Could somebody in-the-know please describe the intended behavior? Are the volume percentages supposed to be independently set and applied in series? Or are both volume sliders intended to be lockstepped together, each adjusting the one volume setting?

Comment 13 will kahn-greene 2010-06-10 19:53:45 UTC
Like I said in comment 4, I can reproduce the lock-step volume behavior with Totem so that indicates to me that it's a Fedora/Pulseaudio thing and not a Miro thing.

The thing that was fixed in 3.0.2 is that Miro no longer pushes the system volume to 300%.

Comment 14 Lennart Poettering 2010-11-22 01:44:02 UTC
I am not sure I understand this bug. Is it that there is some kind of feedback loop that on each track the volume is bumped a little more? If so sounds like a bug in Miro in that it feedsback volume info it got from pa. It shouldn't do that.

Comment 15 Joe Bayes 2010-11-22 03:23:24 UTC
No, the volume is not bumped a little more on each track. I don't think there is a feedback loop. 

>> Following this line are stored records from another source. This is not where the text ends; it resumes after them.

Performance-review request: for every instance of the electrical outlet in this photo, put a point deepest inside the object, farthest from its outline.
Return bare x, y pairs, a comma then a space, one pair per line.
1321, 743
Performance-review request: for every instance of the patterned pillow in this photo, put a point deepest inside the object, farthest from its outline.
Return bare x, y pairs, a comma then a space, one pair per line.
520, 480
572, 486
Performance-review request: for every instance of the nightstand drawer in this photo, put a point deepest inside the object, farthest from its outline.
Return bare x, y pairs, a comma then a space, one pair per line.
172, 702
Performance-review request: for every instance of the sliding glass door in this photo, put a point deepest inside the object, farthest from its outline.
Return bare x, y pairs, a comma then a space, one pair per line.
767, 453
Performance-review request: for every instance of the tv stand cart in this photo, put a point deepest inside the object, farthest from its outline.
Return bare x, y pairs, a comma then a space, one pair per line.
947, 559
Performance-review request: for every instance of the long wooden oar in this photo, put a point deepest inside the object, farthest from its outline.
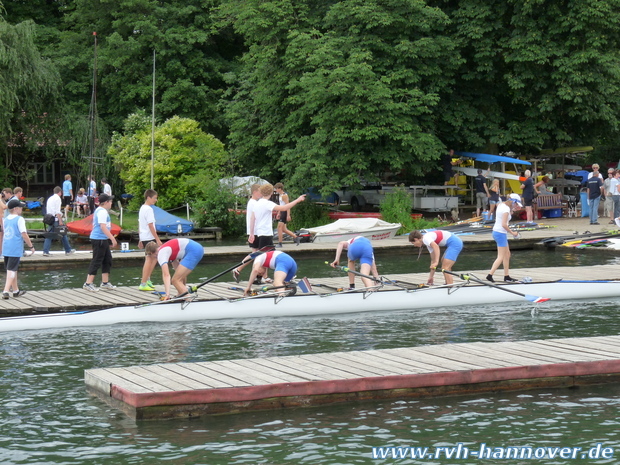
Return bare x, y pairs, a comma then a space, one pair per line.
349, 270
466, 277
253, 255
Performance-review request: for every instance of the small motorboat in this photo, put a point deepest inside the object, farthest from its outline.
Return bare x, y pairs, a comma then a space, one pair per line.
348, 228
84, 227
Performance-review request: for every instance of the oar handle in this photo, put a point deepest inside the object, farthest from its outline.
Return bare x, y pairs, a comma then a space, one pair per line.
349, 270
467, 277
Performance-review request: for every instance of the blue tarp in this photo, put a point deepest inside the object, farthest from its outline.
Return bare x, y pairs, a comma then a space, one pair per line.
168, 223
488, 158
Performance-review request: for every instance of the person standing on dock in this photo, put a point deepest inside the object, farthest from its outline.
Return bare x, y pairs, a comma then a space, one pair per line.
608, 207
284, 217
54, 208
100, 238
595, 191
5, 197
183, 254
482, 193
261, 224
67, 194
147, 234
433, 240
500, 234
255, 195
15, 234
358, 248
283, 265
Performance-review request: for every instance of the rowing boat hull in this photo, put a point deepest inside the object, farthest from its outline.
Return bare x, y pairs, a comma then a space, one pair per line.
317, 305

Rather, it's as if Miro is executing the following code whenever the miro volume slider is changed, and also whenever a video is started:

system_volume = max (system_volume, f(miro_volume));

and then somewhere in the decoding pipeline
output = miro_volume * system_volume * input_from_video_track;

where miro_volume is the value of the miro volume slider, 
system_volume is the value of the mixer widget at the bottom right of my desktop, 
output is the percieved volume that I hear in my headphones, 
and f is a bizarre function which I haven't figured out yet, but which conforms to the following:

x    f(x)
---------
5    37
11   47
22   60
32   68
49   79
60   84
74   90
89   96
100  100

Comment 16 Joe Bayes 2011-02-17 05:32:54 UTC
Leonard, was that explanation clear enough? If not, let me try again:

Miro has a volume slider in the lower right corner of the program. 
Kmix has a volume slider as well.

If I adjust Miro's volume slider to 100%, and then play a Miro video, the volume is very loud. So I adjust the kmix volume slider to 20%, and then the volume is fine. 

And then I press "stop" in Miro, and then press "play". Kmix's volume slider automatically adjusts itself to 100%, and the volume is again very loud. 

I don't think it is a bug in Miro, because espeak has the same problem: if I adjust the kmix slider to 20%, then "espeak foo", then the kmix slider automatically adjusts itself to 100%.